Over the next year, the companies worked together to source the materials and study the safety and effectiveness of the vaccine through clinical trials. The parties initially collaborated and shared credit for the vaccine development. But, by the summer of 2021, the relationship had deteriorated. Gennova stopped sharing clinical data with HDT Bio, and Gennova and Emcure filed two Indian patent applications and a prospectus for an initial public offering. In November 2021, the “final nail [in] the coffin,” Emcure informed HDT Bio that it intended to sell the mRNA vaccine in India, “free and clear of HDT Bio’s intellectual property rights.”
HDT Bio filed suit against Emcure, alleging misappropriation of trade secrets in violation of the Defend Against Trade Secret Act (DTSA). Emcure moved to dismiss the case, arguing that the court lacks personal jurisdiction, that HDT Bio failed to state a claim, and that dismissal is warranted under the doctrine of forum non conveniens. Emcure then moved the court to stay discovery until its motion to dismiss was decided. The court denied the motion to stay, finding, on a “preliminary peek” of the motion to dismiss issues, that it will most likely have personal jurisdiction over Emcure and Emcure will lose on the forum non conveniens argument. Importantly, the court noted serious concerns over whether HDT Bio could seek relief in India on its misappropriation claim as “companies continue to face uncertainty due to insufficient legal means to protect trade secrets in India.” The case will, therefore, likely continue in the U.S. District Court for the Western District of Washington.

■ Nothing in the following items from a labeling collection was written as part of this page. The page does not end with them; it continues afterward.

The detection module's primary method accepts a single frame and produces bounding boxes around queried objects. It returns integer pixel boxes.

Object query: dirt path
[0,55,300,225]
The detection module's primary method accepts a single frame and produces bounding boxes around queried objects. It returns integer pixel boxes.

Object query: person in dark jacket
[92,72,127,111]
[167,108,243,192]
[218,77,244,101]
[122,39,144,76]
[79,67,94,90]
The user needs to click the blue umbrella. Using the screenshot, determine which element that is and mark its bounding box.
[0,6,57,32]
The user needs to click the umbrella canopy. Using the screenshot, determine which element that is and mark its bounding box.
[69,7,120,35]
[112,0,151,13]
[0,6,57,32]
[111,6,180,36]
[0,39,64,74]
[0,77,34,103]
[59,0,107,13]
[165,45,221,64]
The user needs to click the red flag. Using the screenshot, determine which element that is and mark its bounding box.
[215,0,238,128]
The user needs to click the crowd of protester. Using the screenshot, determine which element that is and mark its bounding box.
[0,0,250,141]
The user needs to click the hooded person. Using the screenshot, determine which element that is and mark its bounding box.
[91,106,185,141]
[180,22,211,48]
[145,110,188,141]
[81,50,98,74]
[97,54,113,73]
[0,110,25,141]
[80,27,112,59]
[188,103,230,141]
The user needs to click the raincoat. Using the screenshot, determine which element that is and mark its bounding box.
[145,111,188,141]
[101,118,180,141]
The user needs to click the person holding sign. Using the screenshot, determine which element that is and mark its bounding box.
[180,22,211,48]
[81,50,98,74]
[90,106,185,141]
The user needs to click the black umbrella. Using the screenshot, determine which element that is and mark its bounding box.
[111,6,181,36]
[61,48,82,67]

As the dust settles on the initial rush to disperse and administer COVID-19 vaccines to a critical mass of the global population, it is likely that similar suits will arise as companies seek to protect their transformative trade secrets, but it remains to be seen where those cases will be filed and, in turn, the prospects for protecting those trade secrets.
The case is: HDT Bio Corp. v. Emcure Pharmaceuticals, 2022 WL 2106160 (W.D. Wash. June 10, 2022).